Tagged: cancer

Question

Why did I stop writing for so long?

Did this project eat less, pray more, love abundantly suddenly disappear?

Would you be wrong to think it?

I don’t think you would be wrong, do you?

What kept me out?

Was it a worthy cause so big it sucked the oxygen from my lungs and the strength from my imagination?

Was it a challenge which some days cost me dearly in time and tears?

Was it a commitment which brought more miracles in the midst of the messy than I ever could have anticipated?

Is it now something I am suddenly thankful for and wax eloquently on how I became a super human as a result?

Don’t you think life is a little more complicated than that?

Would you believe it is my 6 year old funshine who gave me the strength to write again?

Do you think there was ever a better teacher than his?

What is the one question my dearest, funny, tenderhearted boy would ask God?

Photo Credit KRobertson

Photo Credit KRobertson

How did my Pappy get cancer?

How did my father, the one solid rock for so many, get cancer?

Why him and why now?

Wouldn’t you think 50 days is enough to put the breath back in my body, strength in my bones?

Are the connections to children and spouse too thin to rebuild?

Is the armor I’ve encased myself in too thick to ever be removed?

Why did I ever stop writing?

I’m glad I’m starting again, are you?

 

The Fault Line

“Mom,” my funny-faced five-year old began, his voice low, so I knew it was serious, “why did you not work at Hallmark anymore?”

“I do not work at Hallmark anymore,” I replied, “because I got a better job at Goodwill.”
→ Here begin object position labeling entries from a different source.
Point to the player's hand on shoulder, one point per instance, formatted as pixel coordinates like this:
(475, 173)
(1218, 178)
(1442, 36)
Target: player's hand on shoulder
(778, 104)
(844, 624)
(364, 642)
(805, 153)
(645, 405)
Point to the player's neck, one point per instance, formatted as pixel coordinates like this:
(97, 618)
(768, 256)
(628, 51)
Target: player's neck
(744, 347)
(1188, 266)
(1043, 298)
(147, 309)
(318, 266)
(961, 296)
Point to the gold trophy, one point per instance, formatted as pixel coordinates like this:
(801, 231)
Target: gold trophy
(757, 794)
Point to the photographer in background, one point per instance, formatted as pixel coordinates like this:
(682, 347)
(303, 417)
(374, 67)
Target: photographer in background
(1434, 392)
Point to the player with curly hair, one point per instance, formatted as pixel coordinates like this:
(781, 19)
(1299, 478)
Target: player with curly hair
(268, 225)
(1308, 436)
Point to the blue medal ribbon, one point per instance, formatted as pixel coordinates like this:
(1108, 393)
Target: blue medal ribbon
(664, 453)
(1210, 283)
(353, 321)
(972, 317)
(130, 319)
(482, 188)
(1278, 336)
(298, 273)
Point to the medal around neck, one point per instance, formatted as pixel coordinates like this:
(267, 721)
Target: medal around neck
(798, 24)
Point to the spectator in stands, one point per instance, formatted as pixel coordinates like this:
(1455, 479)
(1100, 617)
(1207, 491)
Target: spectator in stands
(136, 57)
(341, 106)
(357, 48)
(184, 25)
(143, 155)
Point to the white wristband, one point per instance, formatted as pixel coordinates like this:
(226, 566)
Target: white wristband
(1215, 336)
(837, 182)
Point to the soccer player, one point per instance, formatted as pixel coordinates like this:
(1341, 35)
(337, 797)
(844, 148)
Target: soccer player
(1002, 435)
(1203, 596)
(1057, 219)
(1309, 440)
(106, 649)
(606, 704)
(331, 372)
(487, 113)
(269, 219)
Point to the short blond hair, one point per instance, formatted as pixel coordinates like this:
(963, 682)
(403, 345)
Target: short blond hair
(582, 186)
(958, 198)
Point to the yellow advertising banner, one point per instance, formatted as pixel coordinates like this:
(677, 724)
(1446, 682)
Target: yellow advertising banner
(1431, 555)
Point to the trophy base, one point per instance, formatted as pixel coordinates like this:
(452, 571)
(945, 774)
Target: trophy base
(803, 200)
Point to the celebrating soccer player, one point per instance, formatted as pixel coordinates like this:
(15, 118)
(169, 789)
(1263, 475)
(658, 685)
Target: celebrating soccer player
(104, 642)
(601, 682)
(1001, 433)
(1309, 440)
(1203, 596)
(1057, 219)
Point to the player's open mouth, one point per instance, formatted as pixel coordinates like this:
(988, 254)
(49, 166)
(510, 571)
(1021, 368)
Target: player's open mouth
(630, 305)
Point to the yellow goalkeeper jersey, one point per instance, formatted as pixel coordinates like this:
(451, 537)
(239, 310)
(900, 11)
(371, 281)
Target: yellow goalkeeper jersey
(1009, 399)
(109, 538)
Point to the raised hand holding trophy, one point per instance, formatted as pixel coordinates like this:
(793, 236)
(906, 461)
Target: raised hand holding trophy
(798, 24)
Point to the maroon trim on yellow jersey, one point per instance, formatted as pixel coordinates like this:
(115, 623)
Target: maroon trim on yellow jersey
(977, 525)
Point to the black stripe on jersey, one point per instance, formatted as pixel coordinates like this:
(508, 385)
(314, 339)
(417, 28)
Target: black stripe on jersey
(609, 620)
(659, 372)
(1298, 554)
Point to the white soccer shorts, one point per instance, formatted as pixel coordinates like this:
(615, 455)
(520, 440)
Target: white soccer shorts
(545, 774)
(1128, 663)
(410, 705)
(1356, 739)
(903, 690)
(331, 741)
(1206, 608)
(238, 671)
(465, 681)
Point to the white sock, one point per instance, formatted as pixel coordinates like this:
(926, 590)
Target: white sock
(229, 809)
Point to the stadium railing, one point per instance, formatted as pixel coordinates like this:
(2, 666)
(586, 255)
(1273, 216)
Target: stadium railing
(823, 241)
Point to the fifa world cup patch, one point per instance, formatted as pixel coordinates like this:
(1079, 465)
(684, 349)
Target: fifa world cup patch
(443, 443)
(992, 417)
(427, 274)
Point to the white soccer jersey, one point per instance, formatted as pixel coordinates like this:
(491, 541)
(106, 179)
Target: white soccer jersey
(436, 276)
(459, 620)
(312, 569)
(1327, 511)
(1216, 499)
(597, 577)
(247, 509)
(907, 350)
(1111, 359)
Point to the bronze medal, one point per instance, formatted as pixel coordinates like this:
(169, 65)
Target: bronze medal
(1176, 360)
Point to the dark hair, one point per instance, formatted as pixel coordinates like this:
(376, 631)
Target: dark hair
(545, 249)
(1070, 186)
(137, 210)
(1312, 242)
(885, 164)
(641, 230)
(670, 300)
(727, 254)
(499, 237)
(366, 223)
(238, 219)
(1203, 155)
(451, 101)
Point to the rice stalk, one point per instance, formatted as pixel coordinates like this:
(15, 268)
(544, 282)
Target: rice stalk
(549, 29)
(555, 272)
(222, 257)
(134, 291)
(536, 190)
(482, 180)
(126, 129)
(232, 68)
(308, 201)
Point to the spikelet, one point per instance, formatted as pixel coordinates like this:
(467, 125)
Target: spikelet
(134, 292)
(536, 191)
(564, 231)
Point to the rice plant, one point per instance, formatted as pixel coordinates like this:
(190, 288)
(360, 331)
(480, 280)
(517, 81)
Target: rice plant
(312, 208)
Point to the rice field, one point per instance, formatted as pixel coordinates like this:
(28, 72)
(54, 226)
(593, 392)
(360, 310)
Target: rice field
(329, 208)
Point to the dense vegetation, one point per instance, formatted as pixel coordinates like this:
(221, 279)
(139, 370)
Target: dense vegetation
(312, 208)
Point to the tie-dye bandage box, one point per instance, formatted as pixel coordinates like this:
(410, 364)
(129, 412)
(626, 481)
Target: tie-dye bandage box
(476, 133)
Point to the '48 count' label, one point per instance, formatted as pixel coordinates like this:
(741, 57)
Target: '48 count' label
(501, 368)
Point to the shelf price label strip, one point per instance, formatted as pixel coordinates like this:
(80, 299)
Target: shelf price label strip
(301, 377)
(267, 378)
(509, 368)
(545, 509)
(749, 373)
“You could work there four days,” he says, voice still low and looking me directly in the eye.

“No, dear one, I cannot,” I answer, curious where this is going, “I work enough during the day.”

“You should not have lefted, because then Pappy wouldn’t be sick.”

I recognize in his mind, he is sorting out the reasons why.  He is fully concrete in his thinking.  If I hit brother, then I will get in trouble.  If I smile at Mommy she might give me some candy.  It’s healthy, I tell myself, for him to sort out this new normal of terminal illness in his best pal, Pappy.  Why then is it I who feel sick?

The fault could lie in any of a hundred places.  With his family for giving him bum genes and a predisposition for lung disease.  With him for smoking for 30 years.  With his doctor for never giving him a chest x-ray as part of a physical.  With my Mom for smoking with him.  With me for not keeping an immaculate house where no dust would settle in lung tissues.

The truth is-there is no fault line.  It is what it is.

Fault Line

How many times have we assigned fault to a situation and therefore exonerate ourselves from responsibility?  The kid running around the restaurant, the dropout, the obnoxious child of your friend–all the fault of the parents.  We don’t need to then smile at the child and encourage them to sit, to stay in school or give them a shoulder to cry on.

It is what it is, and I can choose to engage or detach.  I can choose to smile at my sons, encourage my dad to eat and give my friends a shoulder to cry on.  It is what it is, and I can choose to step over the fault line.